Monthly Grinder

Prepare for MAYhem, as I’m about to blast a bunch of links right at you! May you find them useful and/or entertaining!
-
Tagged template literals in JS seem to be less well-known than they deserve. It’s a fun and simple way to sprinkle some customized magic over bog-standard strings, kind of like a domain-specific language. Here’s a creative example in Jest, which lets you specify an array of data, visually looking like a table of data.
-
Turns out there’s a built-in HTML attribute to make something editable… and it reaches further than expected! Try it on a list or a table and be amazed! Admittedly it’s more fun than practical, but there’s nothing wrong that.
-
CSS has an :empty pseudo-class that lets you target elements with nothing inside them. While this may seem like a solution looking for a problem, it can in fact be pretty handy for dealing with the empty state of error messages, info blocks, and the like.
-
Chrome now has a feature to find an open tab by its name, handy if you have 40 of them open at any given time.
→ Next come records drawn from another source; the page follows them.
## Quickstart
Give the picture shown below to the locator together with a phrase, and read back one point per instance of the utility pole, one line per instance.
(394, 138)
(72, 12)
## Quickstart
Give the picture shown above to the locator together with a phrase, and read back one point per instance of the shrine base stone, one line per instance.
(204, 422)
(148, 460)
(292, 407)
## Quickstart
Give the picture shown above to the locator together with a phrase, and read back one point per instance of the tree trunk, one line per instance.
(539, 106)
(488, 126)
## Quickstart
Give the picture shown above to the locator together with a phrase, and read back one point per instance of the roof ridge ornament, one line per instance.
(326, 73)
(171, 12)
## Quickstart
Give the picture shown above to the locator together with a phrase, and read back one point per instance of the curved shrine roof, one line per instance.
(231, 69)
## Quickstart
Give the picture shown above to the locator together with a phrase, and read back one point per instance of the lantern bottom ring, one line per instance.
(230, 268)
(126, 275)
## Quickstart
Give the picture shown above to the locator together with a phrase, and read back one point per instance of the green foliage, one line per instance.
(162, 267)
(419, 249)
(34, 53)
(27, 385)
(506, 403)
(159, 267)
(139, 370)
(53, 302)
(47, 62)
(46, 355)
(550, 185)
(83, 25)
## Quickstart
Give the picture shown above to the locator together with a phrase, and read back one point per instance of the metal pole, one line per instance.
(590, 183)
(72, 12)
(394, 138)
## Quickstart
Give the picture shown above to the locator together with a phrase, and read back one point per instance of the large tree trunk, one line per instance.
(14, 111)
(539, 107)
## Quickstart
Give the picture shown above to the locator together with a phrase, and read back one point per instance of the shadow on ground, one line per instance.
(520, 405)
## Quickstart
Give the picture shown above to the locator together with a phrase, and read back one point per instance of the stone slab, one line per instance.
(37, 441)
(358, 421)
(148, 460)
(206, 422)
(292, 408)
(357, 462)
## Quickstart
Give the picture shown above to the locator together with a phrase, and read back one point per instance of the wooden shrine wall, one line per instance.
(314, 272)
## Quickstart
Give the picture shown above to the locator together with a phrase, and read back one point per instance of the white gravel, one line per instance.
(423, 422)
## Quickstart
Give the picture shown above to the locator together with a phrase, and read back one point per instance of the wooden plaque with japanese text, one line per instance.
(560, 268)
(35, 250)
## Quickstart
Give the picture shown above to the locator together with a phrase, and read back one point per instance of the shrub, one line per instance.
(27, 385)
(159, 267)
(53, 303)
If you’re like me, an even better option is to use OneTab and stash away unused URLs onto a single list (…where, if you’re like me, the vast majority will rot for the rest of eternity)
-
Here’s about a dozen security concerns you’d rather not think about when setting up a server. Unfortunately, you must, since people on the internet are assholes (present company excluded).
-
Gitlab CI now supports references for reusing config snippets. Previously you could choose between
extends
(works cross-file, but copies whole jobs) andanchors
(works only in the same file, but can be a partial config). And this is why you should use a programming language for configuration, because sooner-or-later you’ll end up there anyway. -
Newer SQL server versions have a feature called memory grant feedback, which will automatically react to memory grant warnings (too much / too little), and adjust future query executions accordingly. Though admittedly, it’s better to eliminate such warnings by using narrower or non-variable-width columns in the first place.
-
Check out this neat intro to the concept of branchless programming, a somewhat non-intuitive low-level optimization technique for modern CPU architectures. If you’re wondering if it’s still relevant today: even with CPU branch prediction and compilers being super smart these days, hand-written assembly is still 20-40x faster in one example. So don’t worry, the machines aren’t taking over just yet… metallic laughter
-
Depressing link of the month: Cryptocurrency is an abject disaster.
That’s it for this time, see you next month!